THEME: "Frontiers in Physics and Quantum Physics"
Uni Basel, Germany
Title: Are we wrong about the Michelson Morley experiment?
Hans Deyssenroth studied electrical engineering at the TH Karlsruhe in Germany and physics with a Diploma degree at the University of Basel in Switzerland. He worked as an IT manager and biometrician in the Pharma industry in Switzerland and was the co-author of about 20 publications. After retirement he studied again the basics of physics and got increasing doubts that the existing models are correct, though they have been verified by many and manyfold experiments. Now he is proposing new experiments that could confirm these doubts and is thinking about alternative models that can explain the observed facts better.

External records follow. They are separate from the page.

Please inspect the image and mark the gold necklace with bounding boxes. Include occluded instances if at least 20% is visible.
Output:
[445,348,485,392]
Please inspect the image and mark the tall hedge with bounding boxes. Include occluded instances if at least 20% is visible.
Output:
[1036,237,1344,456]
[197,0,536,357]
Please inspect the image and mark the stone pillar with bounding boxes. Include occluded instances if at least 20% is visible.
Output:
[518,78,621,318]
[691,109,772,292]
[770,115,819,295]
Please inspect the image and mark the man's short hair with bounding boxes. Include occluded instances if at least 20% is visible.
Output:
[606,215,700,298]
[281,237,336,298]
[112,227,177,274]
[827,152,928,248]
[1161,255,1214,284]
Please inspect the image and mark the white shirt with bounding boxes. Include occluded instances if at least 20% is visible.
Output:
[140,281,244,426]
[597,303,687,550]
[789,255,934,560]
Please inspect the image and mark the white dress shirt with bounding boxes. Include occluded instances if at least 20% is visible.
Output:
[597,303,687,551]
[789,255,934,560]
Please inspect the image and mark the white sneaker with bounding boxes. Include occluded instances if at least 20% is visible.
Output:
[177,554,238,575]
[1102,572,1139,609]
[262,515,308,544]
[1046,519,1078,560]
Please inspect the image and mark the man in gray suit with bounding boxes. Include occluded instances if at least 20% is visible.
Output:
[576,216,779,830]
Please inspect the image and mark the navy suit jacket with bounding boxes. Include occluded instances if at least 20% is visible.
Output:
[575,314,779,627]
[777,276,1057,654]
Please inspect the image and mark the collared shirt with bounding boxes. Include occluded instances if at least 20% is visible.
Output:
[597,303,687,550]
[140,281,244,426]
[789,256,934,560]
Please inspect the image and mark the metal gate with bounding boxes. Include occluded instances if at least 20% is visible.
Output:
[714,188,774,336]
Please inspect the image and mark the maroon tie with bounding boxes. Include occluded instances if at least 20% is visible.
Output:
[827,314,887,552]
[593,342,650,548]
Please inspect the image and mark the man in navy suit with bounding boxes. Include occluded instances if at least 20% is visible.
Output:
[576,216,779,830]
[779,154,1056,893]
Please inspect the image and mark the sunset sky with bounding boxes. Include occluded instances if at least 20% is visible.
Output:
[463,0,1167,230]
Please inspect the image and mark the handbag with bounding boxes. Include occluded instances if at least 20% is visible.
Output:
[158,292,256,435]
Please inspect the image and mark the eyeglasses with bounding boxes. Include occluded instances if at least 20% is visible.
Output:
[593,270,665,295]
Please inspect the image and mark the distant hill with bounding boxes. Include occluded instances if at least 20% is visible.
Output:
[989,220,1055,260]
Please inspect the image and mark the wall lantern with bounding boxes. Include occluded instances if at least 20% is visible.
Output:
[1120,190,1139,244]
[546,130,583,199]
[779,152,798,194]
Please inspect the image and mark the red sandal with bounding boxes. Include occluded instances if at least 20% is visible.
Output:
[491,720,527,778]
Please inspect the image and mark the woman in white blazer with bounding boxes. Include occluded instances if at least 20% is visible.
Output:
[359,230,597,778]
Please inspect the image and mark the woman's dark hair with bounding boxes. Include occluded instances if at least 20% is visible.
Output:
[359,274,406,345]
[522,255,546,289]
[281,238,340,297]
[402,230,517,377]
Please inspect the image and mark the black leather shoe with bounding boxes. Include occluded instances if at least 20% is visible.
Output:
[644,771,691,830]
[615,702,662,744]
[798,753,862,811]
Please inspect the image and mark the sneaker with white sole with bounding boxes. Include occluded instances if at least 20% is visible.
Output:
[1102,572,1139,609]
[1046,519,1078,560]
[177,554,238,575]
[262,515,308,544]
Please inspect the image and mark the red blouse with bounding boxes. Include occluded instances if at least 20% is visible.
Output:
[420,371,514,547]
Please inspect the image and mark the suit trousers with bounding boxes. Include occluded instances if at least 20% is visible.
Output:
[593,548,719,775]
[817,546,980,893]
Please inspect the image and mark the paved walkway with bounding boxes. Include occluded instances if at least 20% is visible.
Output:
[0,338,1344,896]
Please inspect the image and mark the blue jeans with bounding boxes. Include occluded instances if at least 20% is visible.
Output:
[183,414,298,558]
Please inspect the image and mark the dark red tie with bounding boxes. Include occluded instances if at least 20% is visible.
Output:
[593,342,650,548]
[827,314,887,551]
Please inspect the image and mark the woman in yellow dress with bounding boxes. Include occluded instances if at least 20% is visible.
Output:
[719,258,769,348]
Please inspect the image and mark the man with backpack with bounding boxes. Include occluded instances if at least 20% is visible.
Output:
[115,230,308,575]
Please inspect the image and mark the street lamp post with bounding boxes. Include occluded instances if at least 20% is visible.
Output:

The answer could be yes, because of a small detail that has been overlooked for decades and that was not known in 1905. Lorentz, Poincaré and Einstein assumed that photons behave like tennis balls shot onto a moving 45° board and get a lateral moment in the direction of motion along the x-axis. Therefore, the light beam in the Michelson Morley experiment (MME) from the half transparent mirror to the upper mirror in the y-axis is oblique (observed from a rest frame). But R. Feynman concluded that a mirror is a light source where new photons are emitted, and together with the second postulate of the STR this light beam should therefore be perpendicular to the direction of motion and parallel to the y-axis.
In this case there is no time dilation due to Pythagoras and the postulated length contraction would destroy the null result of the MME. Therefore, the application of the Lorentz transformation would be wrong, and the observed relativistic effects must have another cause, e.g. by an interaction with the non-empty space. A time dilation without a length contraction would have great impacts to the Theories of Relativity, though there are overwhelming confirmations by complex experiments, because the physical basis to the mathematical space-time modelling by the Lorentz transformation would be wrong.
Several experiments with the newest technology are proposed to test this alternative view on the fundamental MM-experiment.